As people in China continue to prosper, demand for name-brand U.S. goods and services will also continue to grow. Americans might not think of McDonald’s or Pizza Hut as high-end dining, for hundreds of millions of Chinese just joining middle income levels, these American restaurants will long be popular.

“Mapping China’s middle class” (McKinsey Quarterly – June 2013) predicts:

By 2022, our research suggests, more than 75 percent of China’s urban consumers will earn 60,000 to 229,000 renminbi ($9,000 to $34,000) a year.

In purchasing-power-parity terms, that range is between the average income of Brazil and Italy. Just 4 percent of urban Chinese households were within it in 2000—but 68 percent were in 2012.

China’s middle class is already bigger than the U.S. middle class (“China has a bigger middle class than America,” (CNN Money, October 14, 2015)

Still, China has a long way to go, and is still both a developed and developing economy. “Here’s What China’s Middle Classes Really Earn — and Spend,” (Bloomberg, March 9, 2016), reports:

China’s average annual wage was 56,360 yuan ($8,655) in 2014, and Goldman Sachs estimates that 387 million rural workers — half the working population — earn about $2,000 a year.

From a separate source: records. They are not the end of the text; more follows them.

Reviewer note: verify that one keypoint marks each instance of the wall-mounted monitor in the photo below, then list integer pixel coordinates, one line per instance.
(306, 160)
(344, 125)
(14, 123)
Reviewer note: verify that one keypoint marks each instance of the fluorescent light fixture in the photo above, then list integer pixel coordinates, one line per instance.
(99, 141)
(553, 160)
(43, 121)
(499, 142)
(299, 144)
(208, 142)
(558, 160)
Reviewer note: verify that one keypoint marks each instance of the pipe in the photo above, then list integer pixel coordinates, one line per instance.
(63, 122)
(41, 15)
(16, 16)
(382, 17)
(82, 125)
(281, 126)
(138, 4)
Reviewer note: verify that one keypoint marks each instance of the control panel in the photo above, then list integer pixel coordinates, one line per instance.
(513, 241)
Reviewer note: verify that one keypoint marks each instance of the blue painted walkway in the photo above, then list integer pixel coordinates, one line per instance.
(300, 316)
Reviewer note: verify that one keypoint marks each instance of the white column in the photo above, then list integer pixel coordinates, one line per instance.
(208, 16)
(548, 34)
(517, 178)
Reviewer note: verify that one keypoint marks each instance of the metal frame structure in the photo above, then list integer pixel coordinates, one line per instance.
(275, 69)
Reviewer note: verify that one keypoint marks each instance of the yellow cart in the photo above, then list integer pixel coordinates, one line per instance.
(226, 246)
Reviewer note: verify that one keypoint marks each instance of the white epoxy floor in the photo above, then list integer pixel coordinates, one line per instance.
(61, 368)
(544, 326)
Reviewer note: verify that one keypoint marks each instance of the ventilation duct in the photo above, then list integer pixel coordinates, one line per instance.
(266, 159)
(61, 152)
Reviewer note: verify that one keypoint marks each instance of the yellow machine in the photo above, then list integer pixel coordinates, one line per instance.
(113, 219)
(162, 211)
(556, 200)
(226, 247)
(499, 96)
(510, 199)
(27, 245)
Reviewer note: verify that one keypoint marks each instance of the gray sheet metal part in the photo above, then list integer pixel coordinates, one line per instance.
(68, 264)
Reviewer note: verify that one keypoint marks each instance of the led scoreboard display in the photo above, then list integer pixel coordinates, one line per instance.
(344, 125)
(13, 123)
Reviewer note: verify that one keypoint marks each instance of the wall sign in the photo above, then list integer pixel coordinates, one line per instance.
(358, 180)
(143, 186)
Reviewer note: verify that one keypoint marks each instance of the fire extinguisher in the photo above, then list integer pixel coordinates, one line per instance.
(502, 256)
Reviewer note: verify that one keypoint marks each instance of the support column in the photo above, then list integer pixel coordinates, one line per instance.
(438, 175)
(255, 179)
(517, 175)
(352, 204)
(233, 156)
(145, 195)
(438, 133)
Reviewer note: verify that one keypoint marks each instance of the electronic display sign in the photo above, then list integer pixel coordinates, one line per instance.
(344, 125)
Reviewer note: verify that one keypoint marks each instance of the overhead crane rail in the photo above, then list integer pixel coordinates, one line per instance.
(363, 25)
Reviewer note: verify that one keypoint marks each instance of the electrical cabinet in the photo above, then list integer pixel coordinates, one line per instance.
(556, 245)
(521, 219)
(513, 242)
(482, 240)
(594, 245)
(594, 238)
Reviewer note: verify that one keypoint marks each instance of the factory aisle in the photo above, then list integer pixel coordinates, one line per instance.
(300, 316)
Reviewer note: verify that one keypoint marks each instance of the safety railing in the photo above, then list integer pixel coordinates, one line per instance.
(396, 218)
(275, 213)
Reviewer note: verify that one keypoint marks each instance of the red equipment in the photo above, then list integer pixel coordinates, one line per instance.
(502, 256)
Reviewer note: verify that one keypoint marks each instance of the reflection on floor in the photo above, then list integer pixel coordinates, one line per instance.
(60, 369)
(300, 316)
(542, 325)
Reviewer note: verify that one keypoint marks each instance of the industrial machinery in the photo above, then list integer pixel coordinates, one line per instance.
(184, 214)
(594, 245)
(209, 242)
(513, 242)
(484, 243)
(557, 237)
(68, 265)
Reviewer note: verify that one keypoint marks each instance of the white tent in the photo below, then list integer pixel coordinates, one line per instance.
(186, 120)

The average Chinese consumer spends $7 a day, according to Goldman Sachs. Food and clothing make up nearly half of all personal spending, with 9.2 percent allocated to recreational activities like travel, dining out, sports and video games. The average American spends $97 a day, 17.3 percent of it on recreation.

Though U.S. politicians often blame Chinese firms for U.S. job losses and income stagnation, and paint China as an opponent of the U.S., Chinese consumers with fast-growing disposable income mean surging sales of international goods and services.

New trade barriers on Chinese goods would not only disrupt global supply chains key to U.S. manufacturing, but would also disrupt demand of U.S. goods and services in China.